Sorting and Searching

Question 1

Selection Sort: Operation

Answer 1

Find the smallest element in a and exchange it with a[0]. Repeat the process with the subarray a[1]…a[n-1]… then sort a[n-2] and a[n-1] at the end.

Question 2

Selection Sort: Passes to sort the array

Answer 2

An array of n elements is sorted after n-1 passes.

Question 3

Selection Sort: Elements sorted after k passes

Answer 3

After the kth pass, the first k elements are in their sorted positions.

Question 4

Selection Sort: Worst Case

Answer 4

Selection Sort always requires the same number of comparisons/moves

Question 5

Selection Sort: Best Case

Answer 5

Selection Sort always requires the same number of comparisons/moves

Question 6

Insertion Sort: Operation

Answer 6

The array consists of sorted and unsorted portions. Insertion sort moves elements from the unsorted subarray to their correct positions in the sorted subarray, moving elements in the sorted subarray as necessary.

Question 7

Insertion Sort: Passes to sort the array

Answer 7

An array of n elements is sorted after n-1 passes.

Question 8

Insertion Sort: Elements sorted after k passes

Answer 8

The elements in a[0]..a[k] are sorted with respect to each other (though not necessarily in their final positions).

Question 9

Insertion Sort: Worst Case

Answer 9

The array is sorted in reverse order (maximum possible number of comparisons and moves).

Question 10

Insertion Sort: Best Case

Answer 10

The array is already sorted in increasing order (each pass involves one comparison that confirms that the sort order is correct).

Question 11

Mergesort: Operation

Answer 11

Mergesort the left and right halves of an array, then merge the two sorted lists. In doing this, n subarrays of length 1 are created and then recursively merged to form the final sorted array.

Question 12

Mergesort: Disadvantages

Answer 12

Mergesort requires a temporary array of length n to sort an array of length n, so it may not be space-efficient.

Question 13

Mergesort: Worst Case

Answer 13

The performance of mergesort is not affected by the initial ordering of elements in the array.

Question 14

Mergesort: Best Case

Answer 14

The performance of mergesort is not affected by the initial ordering of elements in the array.

Question 15

Sequential Search: Operation

Answer 15

Start at the first element and compare the key to each element. If the list is known to be sorted, the search could be stopped early if the key is less than the current element.

Question 16

Sequential Search: Best Case

Answer 16

The key is in the first slot.

Question 17

Sequential Search: Worst Case

Answer 17

The key is in the last slot or not in the array.

Question 18

Sequential Search: Average Case

Answer 18

There are n/2 comparisons.

Question 19

Binary Search: Operation

Answer 19

Find the midpoint of the array at index k and compare it to the key.

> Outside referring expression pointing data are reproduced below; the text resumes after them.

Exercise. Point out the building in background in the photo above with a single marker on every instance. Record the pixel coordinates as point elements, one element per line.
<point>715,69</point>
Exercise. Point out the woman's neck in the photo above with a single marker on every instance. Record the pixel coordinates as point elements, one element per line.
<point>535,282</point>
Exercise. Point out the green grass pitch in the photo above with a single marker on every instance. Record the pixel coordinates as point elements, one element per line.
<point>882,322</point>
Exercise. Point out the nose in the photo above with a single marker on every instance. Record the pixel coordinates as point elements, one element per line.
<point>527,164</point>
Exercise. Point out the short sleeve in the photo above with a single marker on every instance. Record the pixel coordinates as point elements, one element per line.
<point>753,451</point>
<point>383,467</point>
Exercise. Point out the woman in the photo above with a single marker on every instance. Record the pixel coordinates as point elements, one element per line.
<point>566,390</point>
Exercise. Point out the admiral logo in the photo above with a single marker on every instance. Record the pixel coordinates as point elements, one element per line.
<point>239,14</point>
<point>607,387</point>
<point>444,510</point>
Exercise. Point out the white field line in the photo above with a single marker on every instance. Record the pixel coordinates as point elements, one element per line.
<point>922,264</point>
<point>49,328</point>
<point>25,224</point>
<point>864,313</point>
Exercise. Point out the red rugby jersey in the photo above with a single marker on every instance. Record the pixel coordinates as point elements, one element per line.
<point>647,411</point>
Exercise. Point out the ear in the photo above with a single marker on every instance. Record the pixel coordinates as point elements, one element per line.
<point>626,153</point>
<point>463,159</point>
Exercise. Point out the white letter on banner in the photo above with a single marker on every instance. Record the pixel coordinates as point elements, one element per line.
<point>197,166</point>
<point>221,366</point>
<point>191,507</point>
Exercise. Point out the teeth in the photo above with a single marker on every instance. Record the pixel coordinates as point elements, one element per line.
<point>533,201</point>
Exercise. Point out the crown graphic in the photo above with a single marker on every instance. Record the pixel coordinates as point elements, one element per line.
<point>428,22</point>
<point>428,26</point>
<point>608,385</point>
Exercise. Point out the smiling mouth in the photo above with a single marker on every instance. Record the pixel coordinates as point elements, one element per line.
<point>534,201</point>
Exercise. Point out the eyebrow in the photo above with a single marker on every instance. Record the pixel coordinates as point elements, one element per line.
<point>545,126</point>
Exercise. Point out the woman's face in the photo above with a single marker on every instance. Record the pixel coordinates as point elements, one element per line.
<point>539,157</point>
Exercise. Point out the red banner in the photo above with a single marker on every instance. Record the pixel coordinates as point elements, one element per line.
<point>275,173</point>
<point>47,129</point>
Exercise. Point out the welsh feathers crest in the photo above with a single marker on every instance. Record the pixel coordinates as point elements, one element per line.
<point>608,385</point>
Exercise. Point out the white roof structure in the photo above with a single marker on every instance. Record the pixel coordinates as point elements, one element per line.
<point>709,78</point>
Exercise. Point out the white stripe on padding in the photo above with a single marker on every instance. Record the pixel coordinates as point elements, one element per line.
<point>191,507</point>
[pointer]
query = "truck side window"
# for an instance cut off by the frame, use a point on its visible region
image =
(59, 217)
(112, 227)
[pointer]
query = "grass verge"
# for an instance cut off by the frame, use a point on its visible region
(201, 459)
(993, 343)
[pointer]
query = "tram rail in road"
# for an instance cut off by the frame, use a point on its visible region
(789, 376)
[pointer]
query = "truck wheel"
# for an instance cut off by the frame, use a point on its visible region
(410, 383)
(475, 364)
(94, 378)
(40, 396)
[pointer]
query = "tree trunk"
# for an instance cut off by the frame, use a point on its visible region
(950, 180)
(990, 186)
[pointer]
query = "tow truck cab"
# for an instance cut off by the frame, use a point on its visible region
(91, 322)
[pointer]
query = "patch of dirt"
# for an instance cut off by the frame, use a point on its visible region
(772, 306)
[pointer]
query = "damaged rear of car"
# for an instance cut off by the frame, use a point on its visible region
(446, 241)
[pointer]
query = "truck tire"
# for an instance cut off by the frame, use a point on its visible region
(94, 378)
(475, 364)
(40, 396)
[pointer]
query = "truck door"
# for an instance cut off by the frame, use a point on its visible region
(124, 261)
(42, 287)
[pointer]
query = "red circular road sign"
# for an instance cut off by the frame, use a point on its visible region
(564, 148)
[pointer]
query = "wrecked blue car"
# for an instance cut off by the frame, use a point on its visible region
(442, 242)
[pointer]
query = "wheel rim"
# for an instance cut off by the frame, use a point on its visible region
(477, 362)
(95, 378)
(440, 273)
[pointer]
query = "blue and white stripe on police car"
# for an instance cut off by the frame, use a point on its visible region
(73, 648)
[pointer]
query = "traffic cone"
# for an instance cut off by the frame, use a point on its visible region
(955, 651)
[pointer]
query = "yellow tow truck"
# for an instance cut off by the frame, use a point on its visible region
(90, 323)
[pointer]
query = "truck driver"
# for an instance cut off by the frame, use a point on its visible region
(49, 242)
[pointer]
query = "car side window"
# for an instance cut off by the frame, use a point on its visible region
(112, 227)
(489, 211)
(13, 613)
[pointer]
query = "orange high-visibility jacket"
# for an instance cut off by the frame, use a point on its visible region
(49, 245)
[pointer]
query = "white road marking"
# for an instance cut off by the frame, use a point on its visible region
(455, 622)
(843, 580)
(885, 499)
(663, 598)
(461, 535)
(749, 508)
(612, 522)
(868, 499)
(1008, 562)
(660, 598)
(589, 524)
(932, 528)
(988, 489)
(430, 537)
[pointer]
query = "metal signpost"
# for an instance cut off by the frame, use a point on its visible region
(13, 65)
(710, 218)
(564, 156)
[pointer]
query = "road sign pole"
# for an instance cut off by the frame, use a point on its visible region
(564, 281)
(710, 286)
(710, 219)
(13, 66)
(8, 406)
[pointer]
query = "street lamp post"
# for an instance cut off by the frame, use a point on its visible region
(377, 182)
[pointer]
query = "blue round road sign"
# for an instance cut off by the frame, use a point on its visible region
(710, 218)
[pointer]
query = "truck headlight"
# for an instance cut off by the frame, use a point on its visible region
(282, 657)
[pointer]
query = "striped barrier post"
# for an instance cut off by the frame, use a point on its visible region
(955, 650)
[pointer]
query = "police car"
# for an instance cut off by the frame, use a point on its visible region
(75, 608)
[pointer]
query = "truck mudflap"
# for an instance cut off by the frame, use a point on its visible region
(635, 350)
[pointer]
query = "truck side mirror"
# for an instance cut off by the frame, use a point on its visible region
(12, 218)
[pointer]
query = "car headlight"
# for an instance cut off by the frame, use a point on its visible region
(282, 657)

If the key is less than a[k], recursively search a[0]..a[k-1]. If it is greater than a[k], recursively search a[k+1]..a[n-1].

Question 20

Binary Search: Preconditions

Answer 20

The array is sorted on the search key.

Question 21

Binary Search: Best Case

Answer 21

The key is at the midpoint of the array (i.e. a[n/2]).

Question 22

Binary Search: Worst Case

Answer 22

The key is not in the list or is at either end of a subarray (subarrays must continually be divided until a subarray of length 1 is found and tested).